Updated: Sep 14
9.14.23 New Moon
I like to measure my days in delight. The delight of roosters crowing in the morning twilight, as I lie cozy in my bed. The delight of dancing by myself in the kitchen at lunchtime. The delight of gathering clean, sun-warmed clothes from the line into my arms. The delight of that first star sparkling before moonrise. The delight of rain.
My vegetable garden -- a cluster of ceramic pots on my roof -- is a trusted source of delight for me. Except when it's not.
Last week I buried a sickly cucumber plant in a nearby park, and cut back the scraggly verdologa, hoping it might start anew. Relentless extreme heat advisories and scalding sun, the inherent challenges of growing plants in containers, and my inexperience in the tropics meant that the garden that had filled my heart with joy for months now felt sad and sickly.
Among the tired beings there, my tomato plant was still green, but with an odd stillness and thin stiff flowers bearing no signs of the tomatoes I'd dreamed of.
My garden sadness struck a nerve. I sat on my couch as perennial questions dug in: Has my life mattered? Am I living my values? Will I survive?

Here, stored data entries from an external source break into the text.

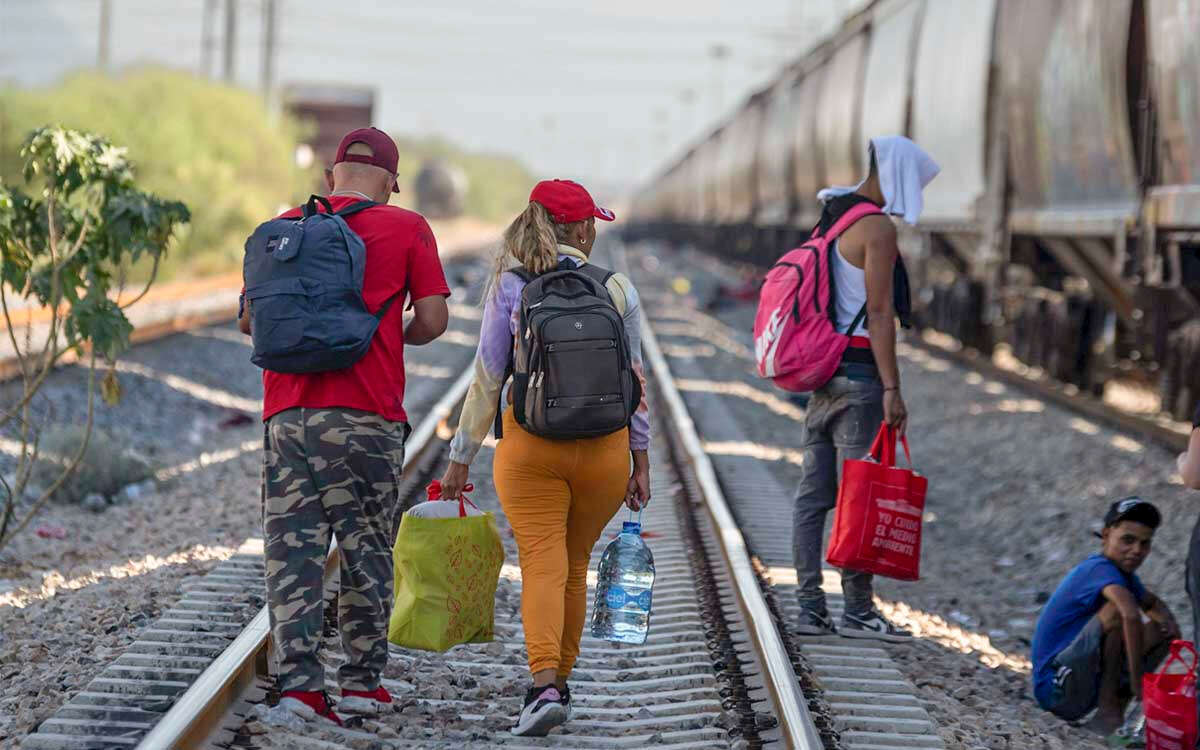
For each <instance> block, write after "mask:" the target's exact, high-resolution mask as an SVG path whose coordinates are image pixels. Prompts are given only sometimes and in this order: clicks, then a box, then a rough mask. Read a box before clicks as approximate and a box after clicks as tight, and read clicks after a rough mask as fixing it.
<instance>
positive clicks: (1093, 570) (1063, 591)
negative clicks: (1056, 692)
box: [1033, 554, 1146, 708]
mask: <svg viewBox="0 0 1200 750" xmlns="http://www.w3.org/2000/svg"><path fill="white" fill-rule="evenodd" d="M1112 583H1115V584H1117V586H1121V587H1124V588H1127V589H1129V592H1130V593H1133V598H1134V599H1136V600H1138V601H1139V602H1140V601H1141V600H1142V599H1145V598H1146V587H1144V586H1142V584H1141V581H1139V580H1138V576H1135V575H1133V574H1127V572H1124V571H1123V570H1121V569H1120V568H1117V566H1116V564H1115V563H1114V562H1112V560H1110V559H1109V558H1106V557H1104V556H1103V554H1093V556H1092V557H1090V558H1087V559H1086V560H1084V562H1082V563H1080V564H1079V565H1075V569H1074V570H1072V571H1070V572H1069V574H1067V577H1066V578H1063V580H1062V583H1060V584H1058V588H1057V589H1056V590H1055V593H1054V596H1051V598H1050V601H1048V602H1046V606H1045V608H1044V610H1042V616H1040V617H1039V618H1038V626H1037V630H1034V631H1033V696H1034V697H1036V698H1037V700H1038V703H1040V704H1042V707H1043V708H1048V707H1049V706H1050V697H1051V696H1050V688H1051V686H1052V685H1054V671H1052V670H1051V668H1050V662H1051V661H1052V660H1054V658H1055V656H1057V655H1058V653H1060V652H1061V650H1062V649H1064V648H1067V647H1068V646H1070V642H1072V641H1074V640H1075V636H1078V635H1079V631H1080V630H1082V629H1084V625H1086V624H1087V620H1090V619H1091V618H1092V616H1093V614H1096V613H1097V612H1099V611H1100V607H1103V606H1104V595H1103V594H1102V593H1100V592H1103V590H1104V587H1106V586H1109V584H1112Z"/></svg>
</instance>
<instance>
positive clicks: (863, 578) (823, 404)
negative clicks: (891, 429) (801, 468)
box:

My heart filled with despair.
But I'm an Aries, born for action. I'm not giving up on that tomato plant I announced to myself. Picking up my garden shears I headed to the roof.
Standing before my tomato plant I whispered to her, "I'm going to trim some of your arms now, so you can be strong and grow."
Gently, my eyes blurred with tears, I snipped off a few branches. Stepping back, I gathered the cut branches, ready to lay them to rest in the park.
Then I looked at the cut branches I held in my arms. And there they were.
Very baby tomatoes. But tomatoes.
The branches I cut in despair had grown tomatoes.
I checked the branches I hadn't cut, but, of course, they had none. The only tomatoes growing in my garden were on the branches I just cut.
I began to laugh (see cellphone video below), as I usually do when the universe's messages get so obvious.
In my despair I lost my faith in abundance. A painful, comical, and invaluable lesson.
I know that heartache and doubt are portals to wisdom. That sickness and dying are part of life.
And, when despair begins to cloud my vision and the craving for certainty warps my heart, I will remember: always, always, look for the tomatoes.
Gratitude to Ross Gay whose Book of Delights reminded us all to remember delight, and whose aptly-themed chapter,"Tomato On Board," may be my favorite story ever.